2 Chronicles 36: An Issue of Lordship
- Kami Pentecost

- Nov 16
- 2 min read
“And those who escaped from the sword he carried away to Babylon, where they became servants to him and his sons until the rule of the kingdom of Persia, to fulfill the word of the Lord by the mouth of Jeremiah, until the land had enjoyed her Sabbaths. As long as she lay desolate she kept Sabbath, to fulfill seventy years.” II Chronicles 36:20-21 NKJV
When I read this passage, two phrases leapt off the page like a neon sign: “They became servants…” and “until the land had enjoyed her Sabbaths.” The Israelites were going to be taken captive regardless. That was coming. I knew that! Their choices had already set that in motion. It was the whole, “…until the land had enjoyed her Sabbaths.” that felt out of place to me. There definitely was a reason scripture talked about rest/sabbath at the exact time of the exile.
Was this primarily about the consequences of their sin? Or was it about God insisting on a rhythm they had ignored for far too long? Maybe it was both.
It was the Sabbath line that grabbed me today. I kept wondering why it mattered so much in the bigger picture of the exile. The consequence and the command to rest seemed oddly connected. What tied those two together? As I prayed on it, the Lord kept pressing on my heart the Issue of Lordship.
Suddenly the exile and the Sabbath made sense in the same sentence. The downfall of Israel wasn’t just bad behavior… it was a failure to recognize God as Lord. They relied on themselves,
chased what gratified them, piled up idols, and eventually were handed over to the very things they thought would satisfy.

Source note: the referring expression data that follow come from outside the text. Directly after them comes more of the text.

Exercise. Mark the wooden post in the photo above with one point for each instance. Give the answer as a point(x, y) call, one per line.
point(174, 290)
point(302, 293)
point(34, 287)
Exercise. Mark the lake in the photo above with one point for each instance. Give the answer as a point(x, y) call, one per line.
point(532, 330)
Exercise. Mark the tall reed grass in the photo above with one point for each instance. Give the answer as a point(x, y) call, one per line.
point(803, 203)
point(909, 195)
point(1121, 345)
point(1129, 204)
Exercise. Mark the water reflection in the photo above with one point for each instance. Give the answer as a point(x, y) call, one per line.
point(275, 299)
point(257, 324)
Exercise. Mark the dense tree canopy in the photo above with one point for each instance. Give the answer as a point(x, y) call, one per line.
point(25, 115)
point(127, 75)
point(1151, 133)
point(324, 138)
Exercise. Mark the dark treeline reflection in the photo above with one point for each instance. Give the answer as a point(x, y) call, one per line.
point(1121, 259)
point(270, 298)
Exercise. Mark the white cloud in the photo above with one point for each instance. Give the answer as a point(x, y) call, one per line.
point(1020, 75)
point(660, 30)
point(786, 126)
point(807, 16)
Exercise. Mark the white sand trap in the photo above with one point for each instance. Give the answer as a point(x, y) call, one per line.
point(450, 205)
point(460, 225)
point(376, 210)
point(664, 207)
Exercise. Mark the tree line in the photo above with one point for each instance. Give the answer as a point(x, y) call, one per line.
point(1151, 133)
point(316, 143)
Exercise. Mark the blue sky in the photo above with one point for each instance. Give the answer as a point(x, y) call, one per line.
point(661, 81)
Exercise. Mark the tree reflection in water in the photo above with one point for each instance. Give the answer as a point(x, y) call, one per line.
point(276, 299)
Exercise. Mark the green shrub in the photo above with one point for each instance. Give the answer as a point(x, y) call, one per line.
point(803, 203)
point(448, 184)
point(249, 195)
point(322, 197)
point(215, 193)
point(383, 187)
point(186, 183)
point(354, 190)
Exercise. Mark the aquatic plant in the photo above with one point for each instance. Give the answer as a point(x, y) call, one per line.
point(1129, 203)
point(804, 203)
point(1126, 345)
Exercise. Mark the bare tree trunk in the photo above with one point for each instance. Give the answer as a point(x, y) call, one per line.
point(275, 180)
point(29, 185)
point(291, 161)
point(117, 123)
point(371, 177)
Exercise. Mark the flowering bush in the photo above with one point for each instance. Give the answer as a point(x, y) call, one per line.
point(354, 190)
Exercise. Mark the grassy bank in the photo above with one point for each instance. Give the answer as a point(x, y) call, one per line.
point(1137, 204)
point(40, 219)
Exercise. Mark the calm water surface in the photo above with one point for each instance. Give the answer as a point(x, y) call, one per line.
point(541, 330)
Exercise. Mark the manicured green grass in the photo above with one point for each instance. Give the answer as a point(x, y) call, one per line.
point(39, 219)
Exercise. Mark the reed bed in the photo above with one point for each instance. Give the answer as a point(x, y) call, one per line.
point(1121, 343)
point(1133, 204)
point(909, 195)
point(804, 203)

Israel wasn’t just choosing self—they were ignoring the One who rescued them. Sabbath wasn’t about taking a break; it was about acknowledging who actually runs the world. Who provides. Who protects. Who leads. Every time they rejected Sabbath, they were rejecting Him. Every idol was another “no” to His authority. Every alliance they trusted more than God revealed a heart already drifting. The exile—harsh as it was—revealed two things at once:
The consequence of choosing self-rule
The kindness of a God who refuses to let His people stay in the chaos they created.
Their hearts had been off long before Babylon marched in.
The exile wasn’t just punishment… it was a reset of what they had broken.
Even the land got a reminder of who really owns it. This is where I have landed. I continue to struggle with sabbath and rest. What about resting am I avoiding or unable to surrender to? I have way too much of my identity wrapped up in what I do and achieve. Holy moly does this hit home for me.